Introduction: Controlled ovarian stimulation (COS) for oocyte/embryo cryopreservation is the method of choice for fertility preservation (FP) in young patients diagnosed with early-stage breast cancer (eBC). Nevertheless, some challenges still question its role, particularly in the neoadjuvant setting, where concerns arise about potential delay in the onset of anticancer treatment, and in hormone receptor-positive (HR+) disease, as cancer cells may proliferate under the estrogenic peak associated with stimulation. Therefore, this review aims to examine the available evidence on the safety of COS in eBC patients eligible for neoadjuvant treatment (NAT), particularly in HR+ disease.

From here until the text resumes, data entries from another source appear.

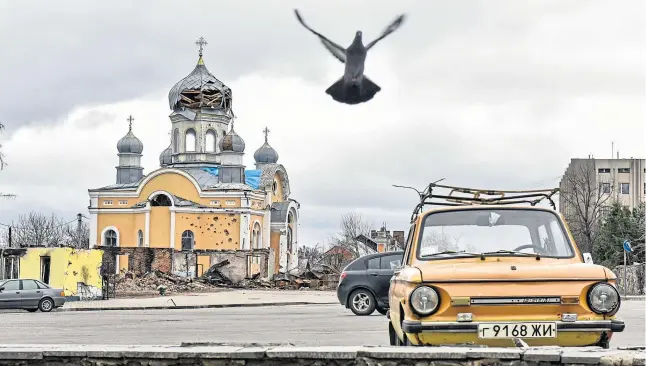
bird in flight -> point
(354, 87)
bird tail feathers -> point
(352, 93)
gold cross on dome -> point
(130, 119)
(201, 42)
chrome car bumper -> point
(416, 326)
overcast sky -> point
(488, 93)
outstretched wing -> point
(336, 50)
(391, 28)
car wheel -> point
(362, 302)
(46, 305)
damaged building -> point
(201, 207)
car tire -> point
(362, 302)
(46, 305)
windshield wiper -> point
(503, 251)
(450, 252)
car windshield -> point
(493, 232)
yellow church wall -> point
(275, 245)
(211, 230)
(68, 267)
(126, 224)
(278, 196)
(171, 183)
(160, 227)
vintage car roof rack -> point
(480, 197)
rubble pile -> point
(150, 282)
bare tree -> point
(3, 163)
(584, 197)
(37, 230)
(74, 238)
(352, 225)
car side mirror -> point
(587, 258)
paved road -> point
(312, 325)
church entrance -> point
(160, 221)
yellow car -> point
(493, 268)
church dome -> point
(165, 158)
(130, 144)
(200, 89)
(232, 142)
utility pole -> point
(78, 230)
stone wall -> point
(140, 260)
(240, 265)
(319, 356)
(634, 279)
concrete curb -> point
(182, 307)
(279, 355)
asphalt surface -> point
(300, 325)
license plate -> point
(517, 330)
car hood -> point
(503, 271)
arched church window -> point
(190, 140)
(188, 240)
(161, 200)
(176, 141)
(210, 141)
(110, 238)
(257, 237)
(289, 240)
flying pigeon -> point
(354, 87)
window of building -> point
(110, 238)
(160, 200)
(11, 285)
(190, 140)
(188, 240)
(210, 140)
(176, 141)
(29, 285)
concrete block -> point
(208, 352)
(542, 355)
(327, 353)
(416, 353)
(20, 354)
(580, 357)
(498, 353)
(249, 353)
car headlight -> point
(603, 298)
(424, 300)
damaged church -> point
(201, 206)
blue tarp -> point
(252, 178)
(213, 171)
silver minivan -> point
(30, 295)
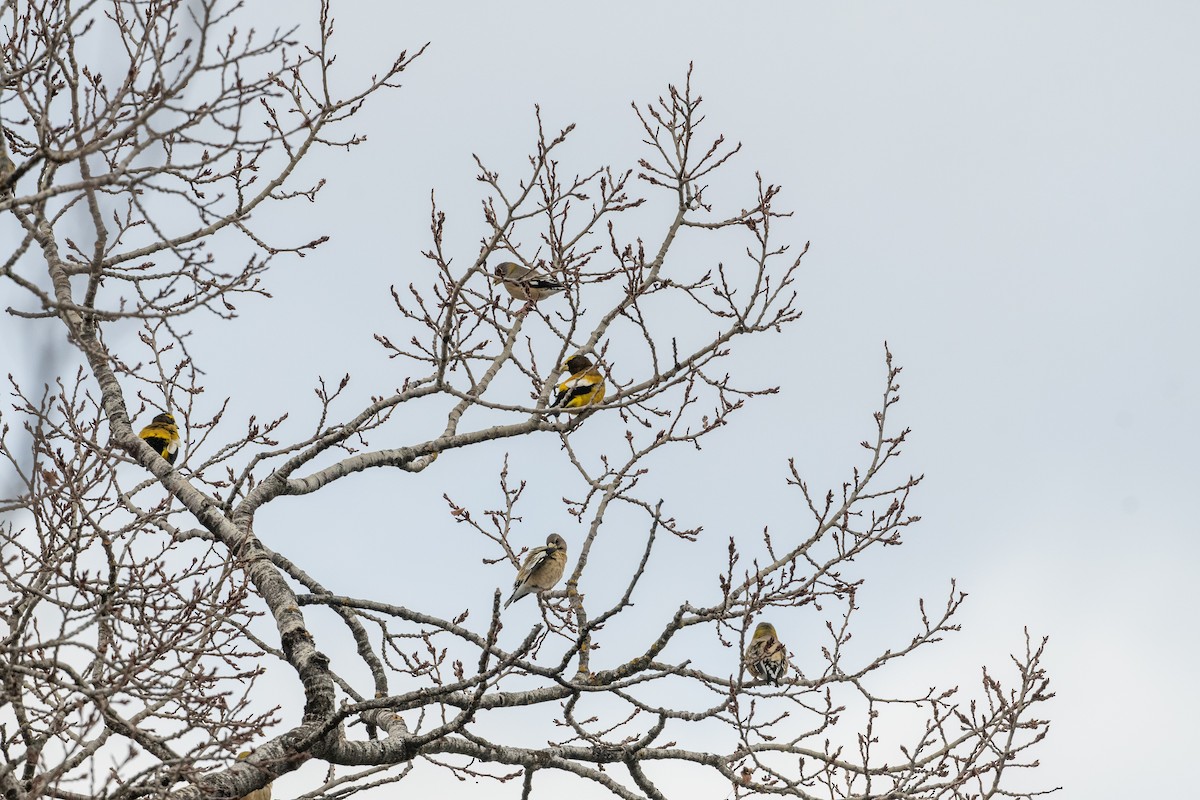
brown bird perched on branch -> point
(582, 389)
(162, 434)
(766, 656)
(257, 794)
(541, 570)
(526, 283)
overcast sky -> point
(1006, 194)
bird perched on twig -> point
(766, 656)
(526, 283)
(162, 434)
(257, 794)
(541, 570)
(582, 389)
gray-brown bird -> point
(526, 283)
(766, 656)
(541, 570)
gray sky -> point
(1007, 194)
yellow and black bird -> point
(541, 570)
(162, 434)
(582, 389)
(257, 794)
(526, 283)
(766, 657)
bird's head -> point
(576, 364)
(765, 630)
(503, 270)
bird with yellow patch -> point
(582, 389)
(766, 656)
(162, 434)
(525, 282)
(541, 569)
(257, 794)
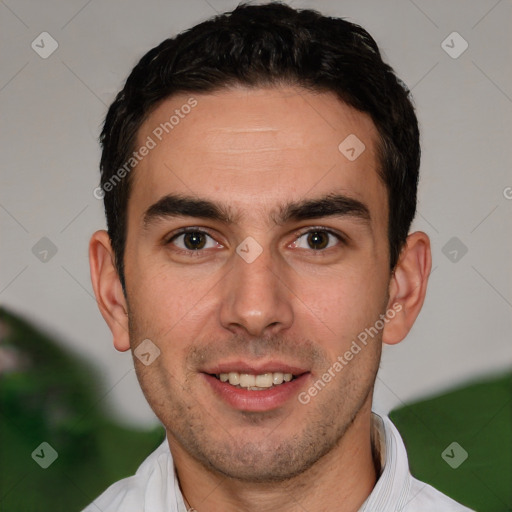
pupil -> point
(314, 238)
(195, 240)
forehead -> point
(254, 149)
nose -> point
(256, 299)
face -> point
(284, 262)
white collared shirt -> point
(396, 490)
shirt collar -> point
(393, 481)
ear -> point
(107, 288)
(408, 287)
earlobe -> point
(408, 287)
(107, 288)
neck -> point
(341, 480)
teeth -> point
(255, 382)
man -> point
(260, 175)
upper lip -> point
(254, 368)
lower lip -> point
(256, 401)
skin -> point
(253, 150)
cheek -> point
(343, 305)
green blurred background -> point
(49, 395)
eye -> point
(317, 239)
(190, 240)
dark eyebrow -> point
(331, 205)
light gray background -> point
(52, 110)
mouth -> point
(250, 389)
(258, 382)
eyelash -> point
(200, 252)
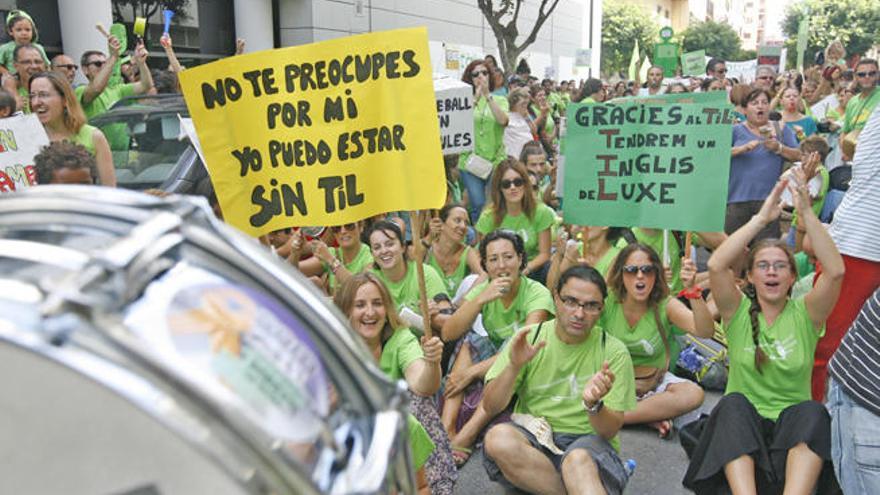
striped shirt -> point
(856, 223)
(856, 364)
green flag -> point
(634, 62)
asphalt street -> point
(660, 464)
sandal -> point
(460, 455)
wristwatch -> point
(595, 408)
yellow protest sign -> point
(321, 134)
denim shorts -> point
(611, 469)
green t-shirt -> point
(405, 293)
(6, 55)
(420, 442)
(359, 264)
(607, 259)
(116, 134)
(500, 322)
(552, 383)
(790, 345)
(401, 350)
(527, 228)
(643, 341)
(488, 133)
(454, 280)
(656, 243)
(859, 109)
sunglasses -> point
(645, 269)
(507, 184)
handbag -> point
(648, 377)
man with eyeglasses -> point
(860, 106)
(570, 377)
(98, 96)
(65, 66)
(716, 68)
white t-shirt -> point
(516, 134)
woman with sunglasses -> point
(504, 303)
(448, 254)
(766, 435)
(490, 119)
(390, 264)
(515, 208)
(640, 312)
(350, 258)
(365, 300)
(53, 102)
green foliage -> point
(718, 39)
(622, 25)
(856, 23)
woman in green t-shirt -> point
(640, 312)
(339, 263)
(504, 303)
(365, 300)
(400, 275)
(515, 208)
(448, 253)
(766, 429)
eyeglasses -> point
(507, 184)
(777, 266)
(645, 269)
(43, 95)
(572, 304)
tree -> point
(856, 23)
(622, 25)
(149, 8)
(502, 18)
(718, 39)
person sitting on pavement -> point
(640, 312)
(766, 434)
(504, 303)
(573, 383)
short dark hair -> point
(507, 235)
(585, 273)
(712, 63)
(63, 154)
(87, 54)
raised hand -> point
(599, 385)
(521, 352)
(432, 349)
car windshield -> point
(143, 135)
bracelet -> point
(695, 292)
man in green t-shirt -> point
(571, 377)
(99, 95)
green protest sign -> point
(693, 63)
(660, 162)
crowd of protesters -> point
(546, 338)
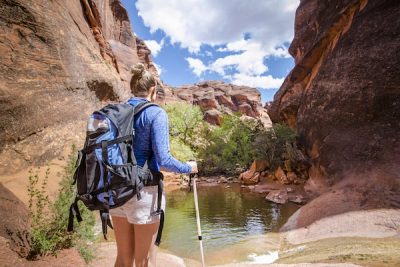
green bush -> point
(49, 219)
(185, 121)
(276, 145)
(230, 147)
(185, 125)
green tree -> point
(230, 146)
(276, 144)
(185, 120)
(49, 219)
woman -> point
(135, 229)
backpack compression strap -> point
(159, 176)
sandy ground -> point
(367, 237)
(367, 223)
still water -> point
(228, 216)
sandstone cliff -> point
(216, 98)
(343, 97)
(59, 60)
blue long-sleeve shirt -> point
(152, 140)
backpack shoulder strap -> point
(142, 106)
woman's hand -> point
(193, 164)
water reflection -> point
(228, 215)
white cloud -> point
(196, 65)
(248, 31)
(154, 46)
(265, 82)
(195, 22)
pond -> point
(228, 216)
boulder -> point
(281, 176)
(259, 165)
(213, 117)
(277, 196)
(250, 177)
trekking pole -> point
(196, 204)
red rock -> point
(343, 99)
(259, 165)
(250, 177)
(292, 177)
(334, 96)
(226, 98)
(213, 117)
(281, 176)
(64, 58)
(277, 196)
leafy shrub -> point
(185, 125)
(50, 218)
(277, 144)
(185, 121)
(230, 146)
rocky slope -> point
(343, 97)
(59, 60)
(216, 98)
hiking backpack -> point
(107, 174)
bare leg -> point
(145, 235)
(125, 237)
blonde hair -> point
(142, 80)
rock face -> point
(217, 97)
(59, 60)
(343, 95)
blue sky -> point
(243, 43)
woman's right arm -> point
(160, 145)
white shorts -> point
(139, 211)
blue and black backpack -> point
(107, 173)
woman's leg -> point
(125, 237)
(145, 235)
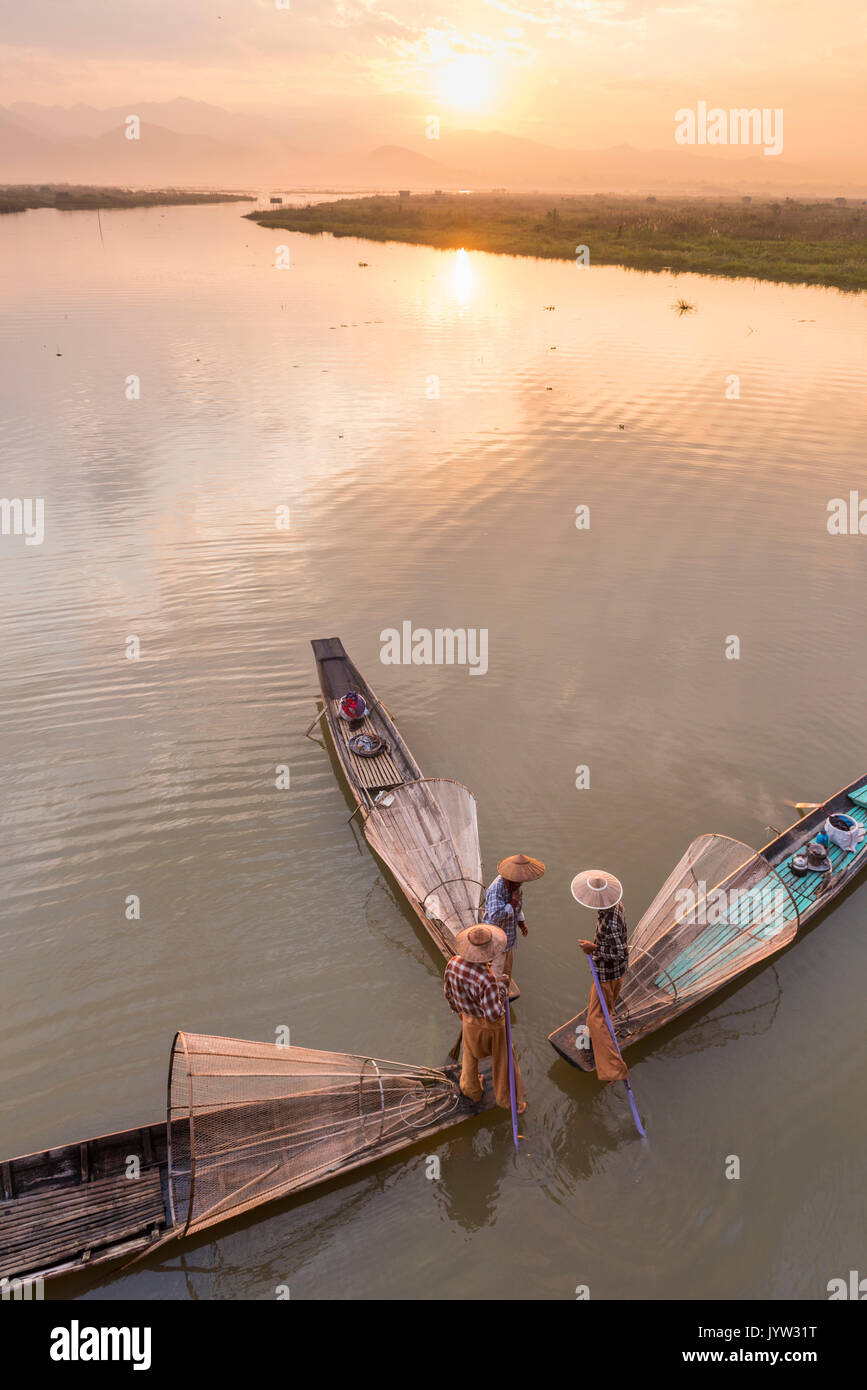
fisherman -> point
(610, 952)
(505, 904)
(480, 998)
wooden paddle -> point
(310, 727)
(607, 1018)
(512, 1082)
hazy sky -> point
(573, 72)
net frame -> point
(250, 1122)
(456, 845)
(675, 963)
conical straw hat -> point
(520, 868)
(481, 943)
(596, 888)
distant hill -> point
(193, 143)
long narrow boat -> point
(721, 911)
(423, 829)
(246, 1123)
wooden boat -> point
(423, 829)
(721, 911)
(246, 1123)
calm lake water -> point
(432, 427)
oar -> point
(310, 727)
(607, 1018)
(512, 1084)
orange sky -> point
(573, 72)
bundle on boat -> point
(721, 911)
(246, 1123)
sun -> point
(466, 84)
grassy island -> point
(809, 242)
(18, 198)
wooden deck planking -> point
(59, 1223)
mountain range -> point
(197, 145)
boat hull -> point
(812, 895)
(370, 777)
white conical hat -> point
(596, 888)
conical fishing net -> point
(428, 837)
(249, 1122)
(720, 911)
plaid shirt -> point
(473, 988)
(612, 954)
(499, 911)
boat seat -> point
(45, 1228)
(371, 772)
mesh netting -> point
(721, 909)
(249, 1122)
(428, 837)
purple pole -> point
(512, 1084)
(607, 1018)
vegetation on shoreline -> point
(809, 242)
(18, 198)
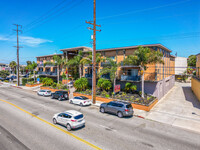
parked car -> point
(60, 95)
(70, 84)
(72, 119)
(44, 92)
(80, 100)
(119, 108)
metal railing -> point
(130, 78)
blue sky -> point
(51, 25)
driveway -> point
(179, 107)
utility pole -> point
(94, 52)
(17, 31)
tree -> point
(4, 73)
(76, 61)
(142, 57)
(110, 68)
(88, 60)
(13, 65)
(192, 61)
(59, 62)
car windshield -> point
(83, 97)
(129, 106)
(79, 116)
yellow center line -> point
(74, 136)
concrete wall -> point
(180, 65)
(196, 87)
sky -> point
(51, 25)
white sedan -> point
(72, 119)
(80, 100)
(44, 92)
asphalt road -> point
(102, 131)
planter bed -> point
(51, 89)
(33, 85)
(134, 105)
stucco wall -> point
(196, 87)
(180, 65)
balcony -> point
(40, 65)
(88, 75)
(127, 65)
(47, 73)
(130, 78)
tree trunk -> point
(58, 74)
(80, 71)
(142, 82)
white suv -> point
(72, 119)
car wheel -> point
(102, 110)
(68, 127)
(54, 121)
(119, 114)
(60, 98)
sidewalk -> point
(178, 108)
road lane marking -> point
(74, 136)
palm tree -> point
(110, 68)
(142, 57)
(13, 65)
(76, 61)
(34, 65)
(59, 62)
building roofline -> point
(76, 48)
(49, 55)
(136, 46)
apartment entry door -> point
(133, 72)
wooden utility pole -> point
(17, 31)
(94, 52)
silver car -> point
(119, 108)
(44, 92)
(72, 119)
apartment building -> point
(46, 66)
(198, 65)
(159, 78)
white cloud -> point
(26, 40)
(3, 38)
(31, 41)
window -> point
(66, 116)
(79, 116)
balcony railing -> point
(88, 75)
(127, 65)
(47, 73)
(40, 65)
(130, 78)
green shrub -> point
(104, 84)
(25, 80)
(128, 86)
(81, 84)
(47, 81)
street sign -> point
(117, 88)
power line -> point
(142, 10)
(17, 31)
(56, 14)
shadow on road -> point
(189, 96)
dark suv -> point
(60, 95)
(119, 108)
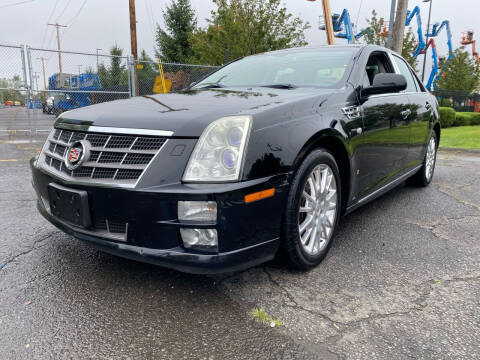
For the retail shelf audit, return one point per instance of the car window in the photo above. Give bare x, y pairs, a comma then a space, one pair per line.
405, 71
319, 68
377, 63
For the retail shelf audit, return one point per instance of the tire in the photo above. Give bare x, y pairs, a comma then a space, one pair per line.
307, 253
424, 176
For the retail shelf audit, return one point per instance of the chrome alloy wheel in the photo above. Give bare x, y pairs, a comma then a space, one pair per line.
318, 210
430, 158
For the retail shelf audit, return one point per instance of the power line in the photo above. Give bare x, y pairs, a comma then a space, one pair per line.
18, 3
49, 18
70, 23
64, 9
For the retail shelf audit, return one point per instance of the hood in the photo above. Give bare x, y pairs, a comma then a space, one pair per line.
186, 113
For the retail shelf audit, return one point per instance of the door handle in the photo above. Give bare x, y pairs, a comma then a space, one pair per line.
406, 113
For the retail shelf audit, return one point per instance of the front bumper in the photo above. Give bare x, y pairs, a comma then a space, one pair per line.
248, 233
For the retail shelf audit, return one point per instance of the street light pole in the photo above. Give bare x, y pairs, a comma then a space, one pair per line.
428, 29
97, 59
393, 6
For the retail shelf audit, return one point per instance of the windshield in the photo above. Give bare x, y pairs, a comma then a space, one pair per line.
319, 68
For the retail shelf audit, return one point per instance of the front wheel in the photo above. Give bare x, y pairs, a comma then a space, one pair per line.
424, 176
313, 209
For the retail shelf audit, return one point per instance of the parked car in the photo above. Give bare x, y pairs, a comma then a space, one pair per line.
264, 155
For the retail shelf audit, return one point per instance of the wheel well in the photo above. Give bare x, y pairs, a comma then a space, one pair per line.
436, 128
336, 147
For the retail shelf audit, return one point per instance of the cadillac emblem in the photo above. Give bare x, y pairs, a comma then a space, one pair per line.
76, 154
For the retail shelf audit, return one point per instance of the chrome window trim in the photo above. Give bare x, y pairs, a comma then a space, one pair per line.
113, 130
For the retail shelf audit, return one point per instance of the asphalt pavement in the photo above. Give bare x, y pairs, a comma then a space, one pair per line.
402, 280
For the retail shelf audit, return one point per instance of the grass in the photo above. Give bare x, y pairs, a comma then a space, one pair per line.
261, 315
462, 137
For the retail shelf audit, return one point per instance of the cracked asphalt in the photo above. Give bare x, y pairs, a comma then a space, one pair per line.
402, 280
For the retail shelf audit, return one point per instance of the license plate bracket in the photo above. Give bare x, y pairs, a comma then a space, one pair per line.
69, 204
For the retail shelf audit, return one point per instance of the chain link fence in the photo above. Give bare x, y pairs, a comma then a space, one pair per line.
13, 91
36, 85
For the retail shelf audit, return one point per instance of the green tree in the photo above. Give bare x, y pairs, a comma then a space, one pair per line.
180, 23
378, 36
243, 27
116, 74
460, 73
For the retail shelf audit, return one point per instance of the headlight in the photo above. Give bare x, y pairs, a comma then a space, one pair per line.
218, 155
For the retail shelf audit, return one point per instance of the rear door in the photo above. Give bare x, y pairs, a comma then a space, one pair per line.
421, 107
382, 149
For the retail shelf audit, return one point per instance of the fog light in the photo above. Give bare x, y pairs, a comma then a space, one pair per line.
206, 239
197, 210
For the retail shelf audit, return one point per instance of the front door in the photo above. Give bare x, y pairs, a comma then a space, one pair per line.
382, 152
382, 149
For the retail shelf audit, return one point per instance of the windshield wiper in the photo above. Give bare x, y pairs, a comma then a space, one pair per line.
281, 86
212, 86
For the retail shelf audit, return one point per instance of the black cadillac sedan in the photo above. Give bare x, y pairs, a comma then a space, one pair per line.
262, 156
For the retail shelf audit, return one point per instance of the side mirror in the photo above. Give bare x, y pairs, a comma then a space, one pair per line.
385, 83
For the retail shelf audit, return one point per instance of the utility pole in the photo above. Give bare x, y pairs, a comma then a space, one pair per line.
36, 76
133, 41
426, 40
390, 24
399, 26
97, 58
43, 67
57, 25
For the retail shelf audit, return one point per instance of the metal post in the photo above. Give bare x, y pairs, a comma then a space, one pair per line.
27, 73
327, 14
133, 43
131, 75
97, 58
393, 6
426, 42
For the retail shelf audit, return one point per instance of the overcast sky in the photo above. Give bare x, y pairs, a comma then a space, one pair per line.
102, 23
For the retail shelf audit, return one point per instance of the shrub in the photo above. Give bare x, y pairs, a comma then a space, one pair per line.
462, 119
447, 116
466, 118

Methods: A comprehensive literature search was conducted to identify studies evaluating the feasibility and safety of COS in eBC and including patients referred to NAT and/or with HR+ disease. Time to NAT and survival outcomes were assessed.
Results: Of the three matched cohort studies assessing the impact of COS on time to start NAT, only one reported a significant small delay in the cohort undergoing COS compared with the control group, whereas the other studies found no difference. Regarding survival outcomes, overall, no increased risk of recurrence or death was found, either in patients undergoing COS in the neoadjuvant setting regardless of HR expression or in HR+ disease regardless of the timing of COS relative to surgery. However, there are no data on the safety of COS in the specific combined scenario of HR+ disease undergoing NAT.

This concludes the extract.